The reason I signed up for all of the junk the Republican National Committee and every subpart thereof sends; the reason why I voted Republican down to the freaking Water District Manager; the reason why, should I ever be stupid enough to actually contemplate a run for elective office, I would unhesitatingly file the appropriate papers for a Republican primary, is this: Abortion. Beginning, end, total. Everything else is nice. I like lower taxes, and think it is good to keep them low as a policy matter. I believe in a robust national defense. I believe in human liberty. I think the aggrandizement of the State is one of the greatest moral and intellectual errors in human history. I like elephants.

But when it comes down to it, the reason I'm a Republican is this: One party's platform reflects a fundamental belief that men are inherently possessed of a right to life, and that life is the predicate from which all other rights flow. The other does not.

And now, I think they're trying to push me out. And a lot of the Party with me.
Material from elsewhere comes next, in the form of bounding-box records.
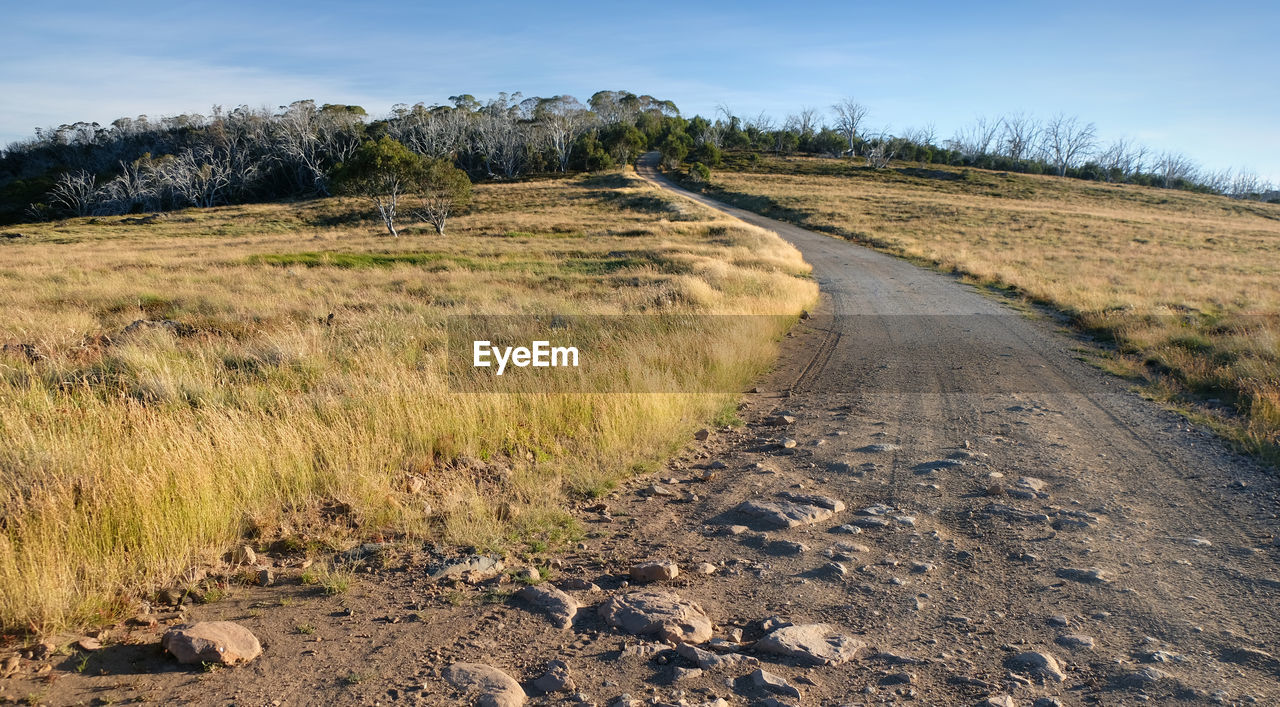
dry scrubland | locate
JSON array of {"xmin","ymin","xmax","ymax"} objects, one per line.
[
  {"xmin": 0, "ymin": 174, "xmax": 817, "ymax": 631},
  {"xmin": 708, "ymin": 158, "xmax": 1280, "ymax": 461}
]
Let us not put too fine a point on this: To use Mark Shea's characterizations, I would much rather vote for the Stupid Party than the Evil Party. If the Stupid Party is also the Evil Party (Lite), well, then, Knights of the Old Republic II is out for the PC next month; I've never read anything by Edmund Burke, and I do need to remedy that; and with the twelve or so hour days I put in, I suspect my kids would like to see me more. My wife might, too. What I don't need to do is follow politics; organize; get out votes; or vote myself. Those are things one does because one cares.

And it would appear that the GOP is trying to shove the social conservatives into the corner. That notwithstanding, I'll be honest: If you offered me the end of legalized abortion in return for gay marriage, I'm there with bells on. I suspect the latter presages wrack and ruin; the former is the murder of millions.

I could handle it as Bush appointed a pro-baby murderchoice Cabinet (including Secretary of State and Attorney General). It's a big tent Party, and the guy at the top makes the final calls. I'm cool with that. But now this:

Ken Mehlman, incoming chairman of the Republican National Committee, has asked abortion advocate and party activist, Joann Davidson of Ohio to become the next co-chairman of the party.

Davidson, a former state legislator, has served on the advisory board of Republicans for Choice since its inception in 1990. The group has stumped for pro-abortion Republican candidates and lobbied to change the strong pro-life plank in the Republican Party's platform ever since.

After word of Davidson's potential selection filtered back to the group, Republicans for Choice posted a message on its Internet web site encouraging Davidson to "make sure the concerns of pro-choice and moderate Republicans are heard within the Republican National Committee headquarters."

With the selection generating national publicity, the message has since been removed.

Taken alone, this is a nothing. A pro-life Cabinet would make this irrelevant, or more accurately, an important concession to the minority of the Party that hews to this take on ordered liberty.


There is a point past which loyalty to a cause that shows no reward to you is either blind religious devotion or utter idiocy. I'm Catholic, and I'm not (that) stupid. If the Party thinks we're along for the ride and too benighted to notice things like this, well, that's at their own peril. We may not be the majority of the Party apparatus, but I note that when it came time to gather votes for the election, Team Bush manifestly did not rely on getting out the pro-choice vote. And it showed.

The next round of Supreme Court Justices -- what I, at least, am fighting for -- had best not be Souters. It would be ... interesting to watch the Party try to win without pro-lifers.